Risk Stratification for Stroke in Atrial Fibrillation: A Critique

Ammar M. Killu; Christopher B. Granger; Bernard J. Gersh

Disclosures

Eur Heart J. 2019;40(16):1294-1302. 

In This Article

Pathophysiology of Atrial Fibrillation

Although the pathophysiology of AF is incompletely understood, it is useful to view it as a spectrum (Figure 1). On one end are patients with 'lone' AF. These are younger patients without significant cardiovascular risk factors or structural heart disease; in some, heightened vagal tone or a genetic substrate plays a role. The arrhythmia is caused by triggers, most commonly arising from the pulmonary veins. As such, the majority of such patients have a paroxysmal pattern. At the other end of the spectrum are patients with triggers compounded by an underlying degenerative substrate. In the presence of an appropriate substrate, a focal trigger can result in high-frequency local re-entry, called a 'rotor'. Fibrillatory waves can disseminate from rotors giving rise to, and sustaining, AF.[6] In addition to increasing age, other cardiovascular risk factors such as obesity, metabolic syndrome, atherosclerosis, and hypertension play prominent roles. These patients tend to have more persistent/permanent forms of AF despite management of potential triggers. The mechanism by which such comorbidities lead to AF includes increased arterial stiffness and consequent diastolic dysfunction. This results in a dilated left atrium that is increasingly prone to fibrillation.

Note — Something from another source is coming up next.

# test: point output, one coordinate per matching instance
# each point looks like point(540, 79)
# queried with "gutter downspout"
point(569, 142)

In addition, systemic inflammation may also contribute to, and perpetuate, AF given the association with C-reactive protein (CRP), interleukins, and tumour necrosis factor-α, to name a few (see below).[7] The genetic contribution to AF is not fully defined. Established AF susceptibility loci account for only 22%.[8] Even less clear is the contribution of genetic susceptibility to stroke in AF. Remarkably, however, two studies have linked the gene variant of 4q25 (known to associate with AF) to cardioembolic types of stroke.[9,10] As such, some of the susceptibility to stroke in AF appears to be genetically determined.

Figure 1.

Schematic representation highlighting the main differences between atrial fibrillation subtypes. Lone atrial fibrillation tends to be paroxysmal and associated with triggers. More persistent or permanent forms of atrial fibrillation tend to be associated with triggers as well as an underlying substrate. Cardiovascular parameters are more prevalent in this population. Courtesy of Dr Douglas Packer, Mayo Clinic, Rochester, MN, USA.